Aqueles pouco afeito às discussões raciais, podem se perguntar: “E o que isso tem a ver com agente, aqui no Brasil?” e minha primeira resposta seria: absolutamente tudo.
Mas para ser um pouco mais didática, diria que é fundamental lembrar que as transformações citadas acima que não diziam respeito apenas à África do Sul e aos Estados Unidos, e nos obrigam a entender a luta negra de maneira transacional e articulada.
Outra parte da resposta seria lembra que o racismo é um monstro faminto e insaciável. E que por aqui, ele segue de boca escancarada.

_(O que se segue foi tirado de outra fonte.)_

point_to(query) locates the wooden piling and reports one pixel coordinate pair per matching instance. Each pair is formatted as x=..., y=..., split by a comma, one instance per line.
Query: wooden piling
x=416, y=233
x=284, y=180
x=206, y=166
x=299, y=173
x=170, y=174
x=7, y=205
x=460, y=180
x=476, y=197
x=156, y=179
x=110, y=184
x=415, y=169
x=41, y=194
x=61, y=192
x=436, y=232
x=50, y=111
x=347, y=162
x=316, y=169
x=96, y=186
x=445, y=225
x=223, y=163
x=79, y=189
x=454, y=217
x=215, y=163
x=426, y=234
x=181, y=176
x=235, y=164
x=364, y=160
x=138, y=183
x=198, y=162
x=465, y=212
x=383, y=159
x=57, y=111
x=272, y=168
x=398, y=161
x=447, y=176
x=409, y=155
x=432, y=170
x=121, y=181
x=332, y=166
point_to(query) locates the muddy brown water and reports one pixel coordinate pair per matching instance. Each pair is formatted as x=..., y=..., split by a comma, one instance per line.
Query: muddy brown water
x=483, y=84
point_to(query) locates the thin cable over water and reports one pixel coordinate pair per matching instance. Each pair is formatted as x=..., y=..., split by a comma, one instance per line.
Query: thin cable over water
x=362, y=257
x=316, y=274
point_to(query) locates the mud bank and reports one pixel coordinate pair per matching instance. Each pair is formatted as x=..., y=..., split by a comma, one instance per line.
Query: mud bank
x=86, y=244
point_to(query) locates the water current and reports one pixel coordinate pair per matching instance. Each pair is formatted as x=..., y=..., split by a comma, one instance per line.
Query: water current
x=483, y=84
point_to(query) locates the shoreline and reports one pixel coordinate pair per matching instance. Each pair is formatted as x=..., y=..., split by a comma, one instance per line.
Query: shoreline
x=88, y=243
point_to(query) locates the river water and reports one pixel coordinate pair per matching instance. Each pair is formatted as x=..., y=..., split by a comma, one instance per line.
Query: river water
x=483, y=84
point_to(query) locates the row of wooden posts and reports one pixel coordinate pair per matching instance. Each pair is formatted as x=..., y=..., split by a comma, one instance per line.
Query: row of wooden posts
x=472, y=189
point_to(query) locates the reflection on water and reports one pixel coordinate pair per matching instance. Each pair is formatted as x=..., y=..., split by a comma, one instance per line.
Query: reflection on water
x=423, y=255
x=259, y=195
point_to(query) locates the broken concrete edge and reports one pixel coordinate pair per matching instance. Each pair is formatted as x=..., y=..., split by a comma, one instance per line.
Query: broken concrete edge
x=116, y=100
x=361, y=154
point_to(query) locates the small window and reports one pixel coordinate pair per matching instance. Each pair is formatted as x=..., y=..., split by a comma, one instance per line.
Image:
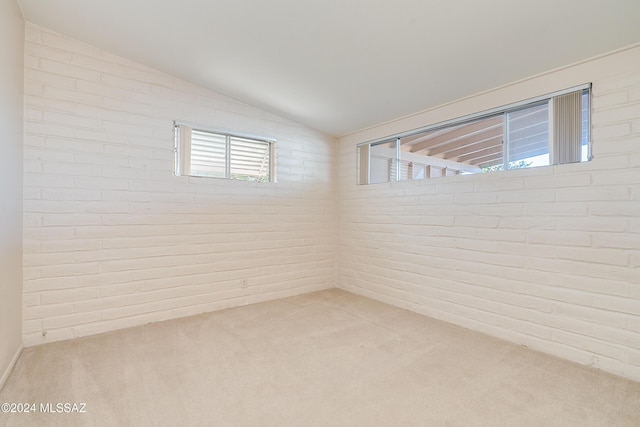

Me detendo aos episódios funestos do mês de março, poderia citar, a título de exemplo, aa manhã de 16 de março de 2014, quando Cláudia Silva Ferreira, mulher negra casada, mãe de quatro filho e trabalhadora foi baleada e arrastada por um carro da polícia no Rio de Janeiro, num crime bárbaro, mas que não chocou o país na devida medida, afinal ela era apenas mais uma mulher negra trabalhadora que morria de forma violenta.
Quatro anos depois, na noite de 14 de março de 2018, a vereadora Marielle Franco foi brutamente assassinada a mando de influentes políticos brasileiros. Crimes hediondos que se somam a tantas outras mortes violentas causadas pelo racismo brasileiro, muito parecido com aquele dos Estados Unidos de da África do Sul.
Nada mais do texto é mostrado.